En 2021, 226 cyclistes et 92 cyclomotoristes se sont tués sur les routes et dans les rues de France métropolitaine.
En métropole en 2021, il y a eu 226 personnes tuées à vélo. Il n’y en avait que 187 en 2019 et 147 en 2010.
Crédit Petar Milošević (Wikipédia)
Pour les cyclomoteurs, dont la vitesse doit être toujours inférieure à 45 km/h, la mortalité a été de 92, contre 134 en 2019 et 248 en 2010. Selon l’ONISR, une mortalité de 92, c’est un risque d’être tué 17 fois plus fort qu’en conduisant une voiture. Pour les motocyclettes, la mortalité a monté à 578, contre 615 en 2019 et 704 en 2010.
L’aggravation paraît forte pour les vélos, tandis que l’amélioration paraît nette pour les deux-roues et trois-roues motorisés (2RM et 3RM), surtout pour les cyclomoteurs. Bien sûr, pour confirmer ou infirmer cette conclusion, il faut rapporter la mortalité aux trafics, c’est-à-dire aux voyageurs-kilomètres. Car c’est la seule unité de transport qui vaille en science économique.

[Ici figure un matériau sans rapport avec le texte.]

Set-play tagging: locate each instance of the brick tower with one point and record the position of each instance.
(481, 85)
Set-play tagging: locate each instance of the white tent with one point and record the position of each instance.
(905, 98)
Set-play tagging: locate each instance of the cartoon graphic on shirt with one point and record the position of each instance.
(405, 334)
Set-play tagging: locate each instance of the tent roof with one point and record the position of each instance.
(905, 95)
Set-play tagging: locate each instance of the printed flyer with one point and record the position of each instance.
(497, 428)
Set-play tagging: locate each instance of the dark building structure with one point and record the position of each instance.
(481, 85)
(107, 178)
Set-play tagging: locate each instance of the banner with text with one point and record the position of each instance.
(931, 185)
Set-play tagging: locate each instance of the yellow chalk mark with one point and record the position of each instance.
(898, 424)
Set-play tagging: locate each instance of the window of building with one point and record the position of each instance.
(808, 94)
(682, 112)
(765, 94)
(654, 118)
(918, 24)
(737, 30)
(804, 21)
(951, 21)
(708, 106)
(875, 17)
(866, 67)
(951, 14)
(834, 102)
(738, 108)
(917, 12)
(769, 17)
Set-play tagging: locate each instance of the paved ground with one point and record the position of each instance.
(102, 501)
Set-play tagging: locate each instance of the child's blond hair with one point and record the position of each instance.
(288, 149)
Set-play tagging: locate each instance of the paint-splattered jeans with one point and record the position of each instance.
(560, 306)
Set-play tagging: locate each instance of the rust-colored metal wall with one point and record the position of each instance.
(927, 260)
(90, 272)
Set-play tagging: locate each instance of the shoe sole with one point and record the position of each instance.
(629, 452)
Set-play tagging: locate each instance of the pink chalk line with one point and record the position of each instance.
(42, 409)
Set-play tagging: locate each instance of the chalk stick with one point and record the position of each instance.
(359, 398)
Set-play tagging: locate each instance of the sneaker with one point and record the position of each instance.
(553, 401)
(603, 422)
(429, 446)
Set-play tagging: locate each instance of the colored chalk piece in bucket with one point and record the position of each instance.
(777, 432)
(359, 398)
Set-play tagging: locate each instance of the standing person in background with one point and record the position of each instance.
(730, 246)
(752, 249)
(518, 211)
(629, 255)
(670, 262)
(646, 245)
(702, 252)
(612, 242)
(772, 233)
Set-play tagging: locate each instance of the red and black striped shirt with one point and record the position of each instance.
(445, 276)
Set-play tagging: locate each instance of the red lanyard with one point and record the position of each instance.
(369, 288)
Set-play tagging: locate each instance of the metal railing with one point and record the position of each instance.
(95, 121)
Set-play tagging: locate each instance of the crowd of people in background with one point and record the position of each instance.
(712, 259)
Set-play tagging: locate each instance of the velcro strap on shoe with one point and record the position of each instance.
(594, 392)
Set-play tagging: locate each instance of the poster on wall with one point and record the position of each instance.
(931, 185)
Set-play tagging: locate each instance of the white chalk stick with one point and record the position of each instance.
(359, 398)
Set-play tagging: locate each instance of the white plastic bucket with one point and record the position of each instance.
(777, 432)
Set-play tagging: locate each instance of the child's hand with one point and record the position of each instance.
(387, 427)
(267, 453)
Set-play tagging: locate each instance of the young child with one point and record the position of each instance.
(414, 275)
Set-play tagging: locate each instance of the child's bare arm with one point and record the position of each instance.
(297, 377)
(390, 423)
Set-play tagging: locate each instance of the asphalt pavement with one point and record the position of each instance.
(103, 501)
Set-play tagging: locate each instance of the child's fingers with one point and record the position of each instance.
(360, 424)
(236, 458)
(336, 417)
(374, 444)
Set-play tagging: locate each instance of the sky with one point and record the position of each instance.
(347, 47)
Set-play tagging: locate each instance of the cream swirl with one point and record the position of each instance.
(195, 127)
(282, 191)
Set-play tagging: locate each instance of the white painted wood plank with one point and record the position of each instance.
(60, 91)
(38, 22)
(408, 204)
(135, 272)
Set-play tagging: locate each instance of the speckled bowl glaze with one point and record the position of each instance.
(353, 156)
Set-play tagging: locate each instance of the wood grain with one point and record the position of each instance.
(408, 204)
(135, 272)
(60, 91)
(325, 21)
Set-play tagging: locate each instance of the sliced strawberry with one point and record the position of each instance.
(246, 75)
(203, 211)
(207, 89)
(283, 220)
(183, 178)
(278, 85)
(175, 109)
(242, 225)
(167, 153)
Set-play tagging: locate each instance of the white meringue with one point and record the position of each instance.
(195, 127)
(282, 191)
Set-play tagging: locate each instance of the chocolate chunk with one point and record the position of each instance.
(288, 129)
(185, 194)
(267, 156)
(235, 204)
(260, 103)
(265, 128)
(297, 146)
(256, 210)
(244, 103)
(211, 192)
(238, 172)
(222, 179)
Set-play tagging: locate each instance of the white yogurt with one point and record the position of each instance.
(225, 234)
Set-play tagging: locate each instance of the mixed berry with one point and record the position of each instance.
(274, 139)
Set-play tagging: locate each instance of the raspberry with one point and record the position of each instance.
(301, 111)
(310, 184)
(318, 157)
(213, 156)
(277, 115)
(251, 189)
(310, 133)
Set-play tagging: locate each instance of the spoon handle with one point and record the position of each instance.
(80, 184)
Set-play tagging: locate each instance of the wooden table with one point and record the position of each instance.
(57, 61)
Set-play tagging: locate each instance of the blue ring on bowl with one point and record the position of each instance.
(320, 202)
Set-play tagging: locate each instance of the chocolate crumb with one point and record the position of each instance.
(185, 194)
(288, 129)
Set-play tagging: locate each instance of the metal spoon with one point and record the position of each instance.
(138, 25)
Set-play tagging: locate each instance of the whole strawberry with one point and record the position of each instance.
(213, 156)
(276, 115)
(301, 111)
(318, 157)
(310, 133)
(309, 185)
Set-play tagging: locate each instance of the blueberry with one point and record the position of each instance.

Conduire un cyclomoteur serait-il deux fois et demi plus mortel que faire du vélo ?
Hélas ! il n’est pas facile de connaître le nombre des voyageurs-kilomètres par mode de transport, s’agissant des deux-roues. Un article de mars 2013 publié par Passion Moto Sécurité (« Combien sommes-nous ? ») l’a démontré avec un peu d’humour.
Signalisation routière en Nouvelle-Zélande en 2009 (CC BY-SA-3.0, Wikipédia)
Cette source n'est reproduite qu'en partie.